The obvious next thing was to characterize the splicing of the intron. To produce a 32P-labelled RNA substrate, labelled RNA was phenol extracted from nuclei and characterized by gel electrophoresis. In a wonderfully understated paragraph the discovery of RNA catalysis is reported (Cech et al., 1981):

“We hoped to use the unspliced pre-rRNA ... as a substrate to assay for splicing activity in nuclear extracts. This approach proved to be impossible, however, because excision of the intervening sequence occurred when the isolated RNA was incubated in transcription cocktail at normal salt concentration in the absence of a nuclear extract.”

The in vitro transcribed RNA still underwent the self-splicing reaction

Papers rarely describe the actual circumstance of a discovery. In this case Art Zaug had carried out an in vitro splicing assay with a control lane containing no extract. The splicing reaction still took place. Exhaustive efforts to remove any protein still bound to the RNA after phenol extraction did not affect the reaction but this was not considered definite proof of the absence of a protein.

In a later paper, however, Kruger et al. (1982) described the cloning of a portion of the Tetrahymena rRNA gene containing the intron into an Escherichia coli plasmid. The in vitro transcribed RNA still underwent the self-splicing reaction, thereby proving that no protein is necessary.

Quite remarkably, Cech et al. (1981) also reported the correct mechanism of the reaction. GTP was found to be a required co-factor in the reaction, in which it forms a standard 3′–5′ linkage with the 5′ end of the intron, suggesting that the 3′-OH of GTP initiates the reaction by attacking the phosphodiester bond at the 5′ splice site.

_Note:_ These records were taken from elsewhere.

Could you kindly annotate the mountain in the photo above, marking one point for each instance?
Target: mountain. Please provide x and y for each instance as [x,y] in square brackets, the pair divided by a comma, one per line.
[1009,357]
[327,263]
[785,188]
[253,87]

In addition to the revolutionary implications this result has for biochemistry, there are two additional points to be made. First, the paper by Cech et al. (1981) is science at its best. A bound protein catalyst would have been interesting but not revolutionary. Everything possible to prove or disprove the bound protein hypothesis was done. Second, that RNA can be a catalyst has profound implications for the origin of life. Protein enzymes might have appeared but they could not replicate, so there must have been a ribozyme that could catalyse its own replication. Such ribozymes were soon discovered (Doudna and Sjostak, 1989).